OHDSI Vaccine Vocabulary Solution Pros and Cons

Hi everyone,

In the OHDSI vaccine vocabulary workgroup we have spent several months discussing the issues with the way vaccines are represented in the OMOP vocabulary. In our last meeting Yupeng presented five potential solutions which have been distilled from our prior discussions.

We invite you to take a look at this excel spreadsheet and add pros and cons to each solution.

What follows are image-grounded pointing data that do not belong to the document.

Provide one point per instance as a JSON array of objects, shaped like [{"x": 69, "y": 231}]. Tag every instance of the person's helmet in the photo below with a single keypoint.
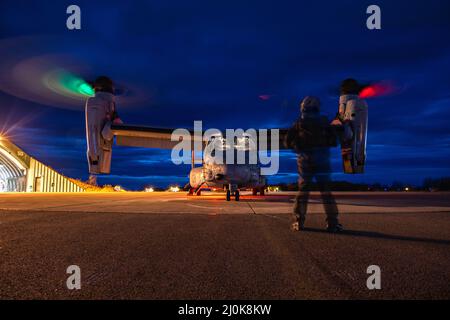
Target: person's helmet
[
  {"x": 310, "y": 105},
  {"x": 350, "y": 86},
  {"x": 103, "y": 84}
]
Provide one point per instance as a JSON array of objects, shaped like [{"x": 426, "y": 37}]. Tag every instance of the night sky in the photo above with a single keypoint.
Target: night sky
[{"x": 213, "y": 60}]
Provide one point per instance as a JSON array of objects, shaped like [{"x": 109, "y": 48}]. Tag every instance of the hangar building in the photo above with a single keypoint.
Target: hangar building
[{"x": 21, "y": 173}]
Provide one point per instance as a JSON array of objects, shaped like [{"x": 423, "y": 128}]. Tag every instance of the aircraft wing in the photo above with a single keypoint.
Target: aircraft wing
[{"x": 160, "y": 138}]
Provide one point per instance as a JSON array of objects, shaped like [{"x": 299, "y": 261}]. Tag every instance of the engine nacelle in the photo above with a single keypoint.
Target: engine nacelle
[
  {"x": 354, "y": 115},
  {"x": 99, "y": 114}
]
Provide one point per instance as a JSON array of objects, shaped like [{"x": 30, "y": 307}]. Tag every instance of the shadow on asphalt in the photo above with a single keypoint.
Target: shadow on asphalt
[{"x": 378, "y": 235}]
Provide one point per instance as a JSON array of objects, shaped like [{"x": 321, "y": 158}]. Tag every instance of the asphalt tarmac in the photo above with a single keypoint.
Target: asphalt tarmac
[{"x": 170, "y": 246}]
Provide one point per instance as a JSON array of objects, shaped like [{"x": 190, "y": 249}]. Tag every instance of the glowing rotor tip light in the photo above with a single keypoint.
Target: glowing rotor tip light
[{"x": 85, "y": 89}]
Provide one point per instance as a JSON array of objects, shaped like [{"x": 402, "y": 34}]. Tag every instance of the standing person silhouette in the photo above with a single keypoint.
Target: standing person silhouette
[{"x": 311, "y": 136}]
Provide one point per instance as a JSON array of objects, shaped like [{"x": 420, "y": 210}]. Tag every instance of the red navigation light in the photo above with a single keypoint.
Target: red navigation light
[{"x": 377, "y": 90}]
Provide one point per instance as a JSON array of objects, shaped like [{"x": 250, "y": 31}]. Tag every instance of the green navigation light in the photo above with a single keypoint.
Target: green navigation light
[{"x": 75, "y": 84}]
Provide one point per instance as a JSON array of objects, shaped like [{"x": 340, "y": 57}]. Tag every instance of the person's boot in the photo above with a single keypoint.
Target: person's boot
[
  {"x": 335, "y": 228},
  {"x": 298, "y": 225}
]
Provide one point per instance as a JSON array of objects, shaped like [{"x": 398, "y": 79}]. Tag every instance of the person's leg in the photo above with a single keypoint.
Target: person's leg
[
  {"x": 301, "y": 200},
  {"x": 329, "y": 202}
]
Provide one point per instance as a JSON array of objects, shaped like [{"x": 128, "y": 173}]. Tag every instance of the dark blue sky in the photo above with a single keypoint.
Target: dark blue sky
[{"x": 210, "y": 60}]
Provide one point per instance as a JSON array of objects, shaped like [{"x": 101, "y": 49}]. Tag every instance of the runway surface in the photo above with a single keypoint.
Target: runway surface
[{"x": 170, "y": 246}]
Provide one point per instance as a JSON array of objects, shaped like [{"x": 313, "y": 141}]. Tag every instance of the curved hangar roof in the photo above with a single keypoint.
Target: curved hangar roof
[{"x": 21, "y": 173}]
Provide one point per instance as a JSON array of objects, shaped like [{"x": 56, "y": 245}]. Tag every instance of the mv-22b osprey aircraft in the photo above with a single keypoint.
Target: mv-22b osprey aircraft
[{"x": 103, "y": 124}]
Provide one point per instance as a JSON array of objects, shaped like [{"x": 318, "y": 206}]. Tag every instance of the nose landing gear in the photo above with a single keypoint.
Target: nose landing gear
[{"x": 233, "y": 190}]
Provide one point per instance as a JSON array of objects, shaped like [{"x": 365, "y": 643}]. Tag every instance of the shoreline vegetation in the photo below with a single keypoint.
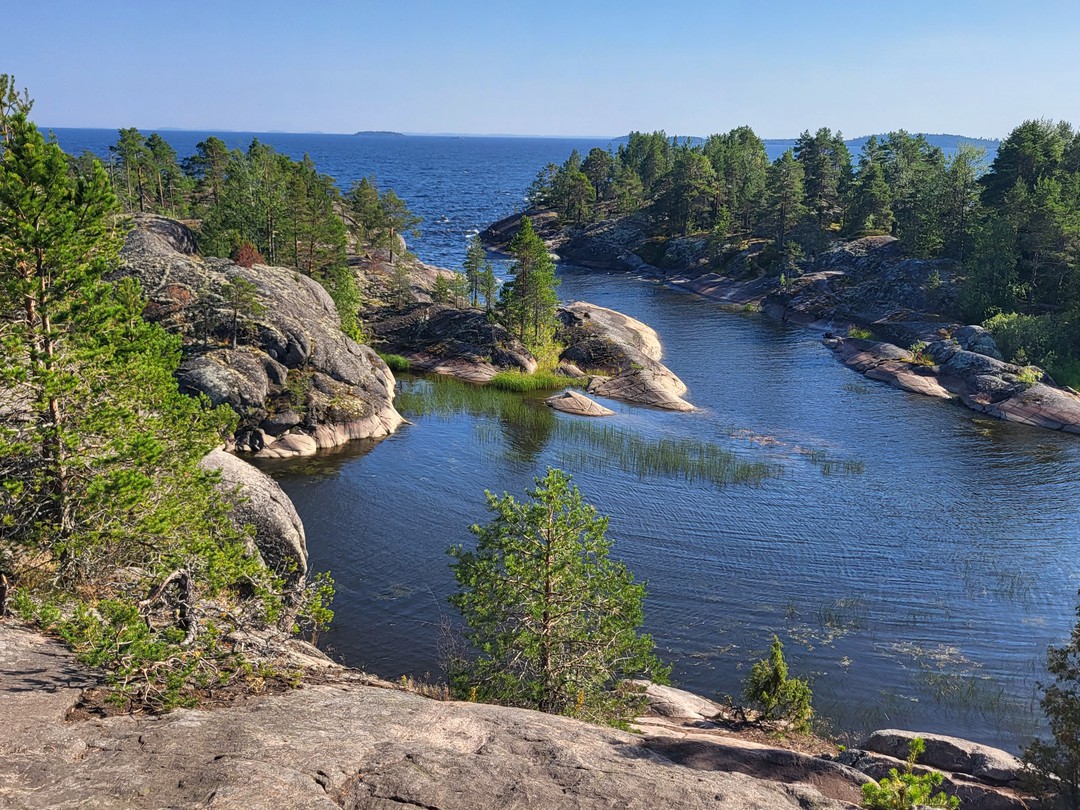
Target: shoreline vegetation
[
  {"x": 106, "y": 496},
  {"x": 1003, "y": 238}
]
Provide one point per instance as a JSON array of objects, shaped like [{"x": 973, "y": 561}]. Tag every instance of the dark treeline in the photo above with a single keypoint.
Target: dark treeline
[
  {"x": 1013, "y": 228},
  {"x": 258, "y": 205}
]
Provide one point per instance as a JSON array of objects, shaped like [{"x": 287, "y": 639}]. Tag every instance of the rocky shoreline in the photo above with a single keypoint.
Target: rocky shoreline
[
  {"x": 347, "y": 740},
  {"x": 864, "y": 283}
]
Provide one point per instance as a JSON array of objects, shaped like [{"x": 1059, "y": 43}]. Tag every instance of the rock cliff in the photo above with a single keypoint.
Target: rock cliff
[
  {"x": 343, "y": 744},
  {"x": 295, "y": 379}
]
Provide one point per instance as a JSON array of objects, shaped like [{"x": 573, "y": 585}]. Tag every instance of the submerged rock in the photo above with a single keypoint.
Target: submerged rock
[
  {"x": 571, "y": 402},
  {"x": 623, "y": 353},
  {"x": 291, "y": 358},
  {"x": 982, "y": 382}
]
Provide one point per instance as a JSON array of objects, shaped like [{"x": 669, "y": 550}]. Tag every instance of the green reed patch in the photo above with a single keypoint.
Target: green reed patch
[
  {"x": 526, "y": 422},
  {"x": 521, "y": 382}
]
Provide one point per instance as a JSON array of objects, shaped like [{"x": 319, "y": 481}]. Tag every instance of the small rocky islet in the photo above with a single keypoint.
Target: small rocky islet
[{"x": 347, "y": 739}]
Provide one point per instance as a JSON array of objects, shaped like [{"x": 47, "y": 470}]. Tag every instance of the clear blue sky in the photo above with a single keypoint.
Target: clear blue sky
[{"x": 547, "y": 68}]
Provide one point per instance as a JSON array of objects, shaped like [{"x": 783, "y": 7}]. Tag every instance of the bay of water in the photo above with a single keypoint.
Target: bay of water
[{"x": 918, "y": 585}]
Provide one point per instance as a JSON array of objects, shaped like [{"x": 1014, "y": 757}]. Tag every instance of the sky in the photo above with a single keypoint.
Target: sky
[{"x": 553, "y": 68}]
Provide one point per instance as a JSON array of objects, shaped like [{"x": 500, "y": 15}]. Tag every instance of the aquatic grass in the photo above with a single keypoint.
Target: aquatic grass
[
  {"x": 527, "y": 426},
  {"x": 396, "y": 363},
  {"x": 673, "y": 458},
  {"x": 831, "y": 466},
  {"x": 521, "y": 382}
]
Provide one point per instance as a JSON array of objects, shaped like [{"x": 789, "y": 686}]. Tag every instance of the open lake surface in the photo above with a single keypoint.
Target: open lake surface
[{"x": 915, "y": 557}]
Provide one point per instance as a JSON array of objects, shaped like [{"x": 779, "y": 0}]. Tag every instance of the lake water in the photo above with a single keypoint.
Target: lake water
[{"x": 915, "y": 558}]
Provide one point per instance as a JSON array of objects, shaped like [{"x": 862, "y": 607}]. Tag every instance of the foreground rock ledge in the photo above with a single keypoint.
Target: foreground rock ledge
[{"x": 336, "y": 745}]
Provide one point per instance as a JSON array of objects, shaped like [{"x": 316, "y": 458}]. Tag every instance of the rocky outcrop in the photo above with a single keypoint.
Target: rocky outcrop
[
  {"x": 292, "y": 356},
  {"x": 981, "y": 777},
  {"x": 982, "y": 382},
  {"x": 259, "y": 502},
  {"x": 343, "y": 744},
  {"x": 571, "y": 402},
  {"x": 989, "y": 765},
  {"x": 459, "y": 342},
  {"x": 622, "y": 353}
]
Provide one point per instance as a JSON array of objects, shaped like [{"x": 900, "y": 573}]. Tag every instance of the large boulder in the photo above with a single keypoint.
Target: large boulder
[
  {"x": 259, "y": 502},
  {"x": 981, "y": 381},
  {"x": 622, "y": 352},
  {"x": 460, "y": 342},
  {"x": 291, "y": 356},
  {"x": 950, "y": 754}
]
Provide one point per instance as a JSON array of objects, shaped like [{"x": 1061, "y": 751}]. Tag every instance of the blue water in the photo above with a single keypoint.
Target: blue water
[
  {"x": 919, "y": 590},
  {"x": 458, "y": 185}
]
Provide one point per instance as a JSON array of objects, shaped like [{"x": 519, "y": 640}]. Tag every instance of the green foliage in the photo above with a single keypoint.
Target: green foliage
[
  {"x": 1056, "y": 760},
  {"x": 396, "y": 363},
  {"x": 314, "y": 613},
  {"x": 521, "y": 382},
  {"x": 779, "y": 697},
  {"x": 919, "y": 356},
  {"x": 552, "y": 619},
  {"x": 441, "y": 291},
  {"x": 103, "y": 497},
  {"x": 902, "y": 791},
  {"x": 528, "y": 301}
]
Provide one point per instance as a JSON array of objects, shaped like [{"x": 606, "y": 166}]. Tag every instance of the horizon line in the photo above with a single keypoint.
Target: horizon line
[{"x": 391, "y": 133}]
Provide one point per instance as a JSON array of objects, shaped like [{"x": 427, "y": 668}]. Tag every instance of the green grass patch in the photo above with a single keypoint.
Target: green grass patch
[
  {"x": 396, "y": 363},
  {"x": 522, "y": 423},
  {"x": 521, "y": 382}
]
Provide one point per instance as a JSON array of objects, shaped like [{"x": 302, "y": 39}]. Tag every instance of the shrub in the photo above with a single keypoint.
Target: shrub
[
  {"x": 779, "y": 697},
  {"x": 902, "y": 791},
  {"x": 246, "y": 255},
  {"x": 919, "y": 355},
  {"x": 396, "y": 363},
  {"x": 1056, "y": 761}
]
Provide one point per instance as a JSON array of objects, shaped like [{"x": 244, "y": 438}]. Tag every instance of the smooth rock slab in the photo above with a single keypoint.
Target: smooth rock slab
[
  {"x": 345, "y": 745},
  {"x": 571, "y": 402},
  {"x": 950, "y": 754}
]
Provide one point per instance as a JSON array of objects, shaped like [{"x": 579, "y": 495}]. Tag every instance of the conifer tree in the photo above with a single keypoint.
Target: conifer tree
[
  {"x": 552, "y": 618},
  {"x": 529, "y": 300}
]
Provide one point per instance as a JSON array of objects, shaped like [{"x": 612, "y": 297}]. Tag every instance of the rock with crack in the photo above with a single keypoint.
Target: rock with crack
[
  {"x": 259, "y": 502},
  {"x": 291, "y": 356},
  {"x": 348, "y": 745},
  {"x": 622, "y": 352}
]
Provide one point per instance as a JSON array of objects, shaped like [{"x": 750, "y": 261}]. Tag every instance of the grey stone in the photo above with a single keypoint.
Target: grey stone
[
  {"x": 298, "y": 333},
  {"x": 976, "y": 339},
  {"x": 258, "y": 501},
  {"x": 342, "y": 744},
  {"x": 950, "y": 754}
]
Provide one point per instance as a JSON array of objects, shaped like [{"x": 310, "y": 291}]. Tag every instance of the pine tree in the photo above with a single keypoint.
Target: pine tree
[
  {"x": 786, "y": 206},
  {"x": 529, "y": 300},
  {"x": 473, "y": 266},
  {"x": 552, "y": 618},
  {"x": 1057, "y": 760},
  {"x": 98, "y": 449}
]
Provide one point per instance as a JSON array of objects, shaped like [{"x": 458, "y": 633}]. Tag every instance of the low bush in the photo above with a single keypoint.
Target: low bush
[{"x": 779, "y": 697}]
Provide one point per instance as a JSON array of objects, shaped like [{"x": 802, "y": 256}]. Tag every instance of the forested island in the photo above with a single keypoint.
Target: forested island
[
  {"x": 1006, "y": 234},
  {"x": 160, "y": 310}
]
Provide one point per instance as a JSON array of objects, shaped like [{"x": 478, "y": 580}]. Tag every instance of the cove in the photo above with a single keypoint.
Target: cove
[{"x": 915, "y": 558}]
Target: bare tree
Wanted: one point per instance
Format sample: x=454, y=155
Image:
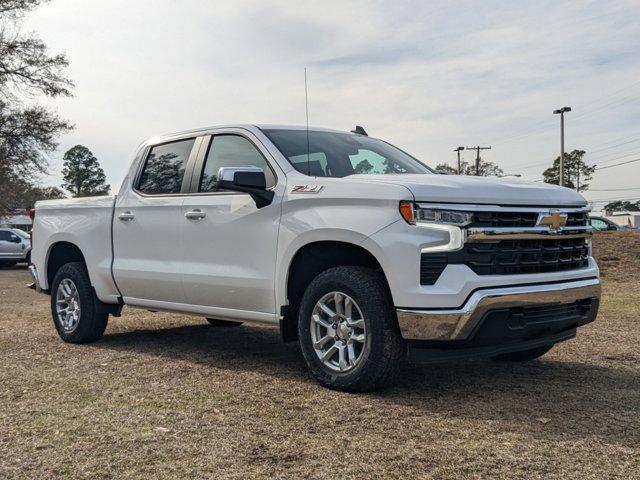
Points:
x=27, y=69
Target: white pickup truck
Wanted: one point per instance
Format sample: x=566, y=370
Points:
x=351, y=246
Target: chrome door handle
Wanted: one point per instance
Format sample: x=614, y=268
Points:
x=196, y=214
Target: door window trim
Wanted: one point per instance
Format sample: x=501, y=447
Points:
x=188, y=170
x=200, y=161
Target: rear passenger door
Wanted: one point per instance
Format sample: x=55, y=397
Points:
x=146, y=227
x=230, y=248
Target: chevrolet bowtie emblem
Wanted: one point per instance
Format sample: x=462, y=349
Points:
x=554, y=220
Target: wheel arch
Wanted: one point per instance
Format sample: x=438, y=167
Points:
x=307, y=262
x=60, y=253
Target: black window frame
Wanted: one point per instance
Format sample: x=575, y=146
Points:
x=200, y=163
x=188, y=168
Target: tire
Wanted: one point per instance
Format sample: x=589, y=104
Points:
x=380, y=349
x=223, y=323
x=524, y=356
x=91, y=320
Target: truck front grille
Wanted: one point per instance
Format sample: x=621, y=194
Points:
x=511, y=257
x=520, y=219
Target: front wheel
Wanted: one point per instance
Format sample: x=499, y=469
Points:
x=524, y=356
x=74, y=305
x=348, y=331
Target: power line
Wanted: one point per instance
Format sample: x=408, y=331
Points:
x=613, y=189
x=618, y=164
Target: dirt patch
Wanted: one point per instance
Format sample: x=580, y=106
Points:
x=618, y=255
x=168, y=396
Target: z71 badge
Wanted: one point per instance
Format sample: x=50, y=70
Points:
x=306, y=189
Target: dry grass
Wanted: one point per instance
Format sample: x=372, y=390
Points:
x=167, y=396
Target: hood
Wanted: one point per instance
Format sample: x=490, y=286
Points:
x=480, y=190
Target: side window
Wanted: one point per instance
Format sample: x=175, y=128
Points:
x=164, y=168
x=366, y=161
x=315, y=164
x=231, y=151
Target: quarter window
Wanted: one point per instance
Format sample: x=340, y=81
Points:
x=231, y=151
x=164, y=169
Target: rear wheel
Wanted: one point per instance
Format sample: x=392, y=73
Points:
x=222, y=323
x=348, y=331
x=74, y=306
x=524, y=356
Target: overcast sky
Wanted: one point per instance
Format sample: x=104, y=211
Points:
x=427, y=76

If you would like to review more details about the solutions you can take a look at the slides here or the prior meeting recording here.

August 11 Meeting Agenda

  • Discuss 5 possible solutions to the issues with the vaccine vocabulary and the pros and cons of each
  • Prioritize the solutions based on open discussion and feedback

We created a spreadsheet in the OHDSI Teams environment with a description of each solution and space for pros and cons. If you would like to add comments or pros/cons to each solution please feel free to edit the spreadsheet in the OHDSI teams environment. The Excel file can be found under the Files tab.

August 11 meeting summary

  • Adam presented solutions gathered from the Vaccine WG.
  • Discussion on managing the process of realizing solutions.
  • OHDSI vaccine workgroup goal: Create a new manually created vaccine ontology in OMOP vocabulary that is generated/supported by vaccine decomposition and formal concept analysis

Agenda for August 25
Discussion of newly created vaccine ontology, managing process and directions

September 8 Workgroup meeting is canceled due to symposium preparation.

Next Vaccine Vocab WG meeting will be September 22.

Please take a look at the Vaccine Vocabulary proposal document in our Teams environment if you have time. Any feedback, questions, comments, etc would be helpful. Thanks!

Sept 22 Meeting agenda

  • Review the Vaccine Vocabulary proposal document and discuss what needs to be added before we present the proposal to the full OHDSI community.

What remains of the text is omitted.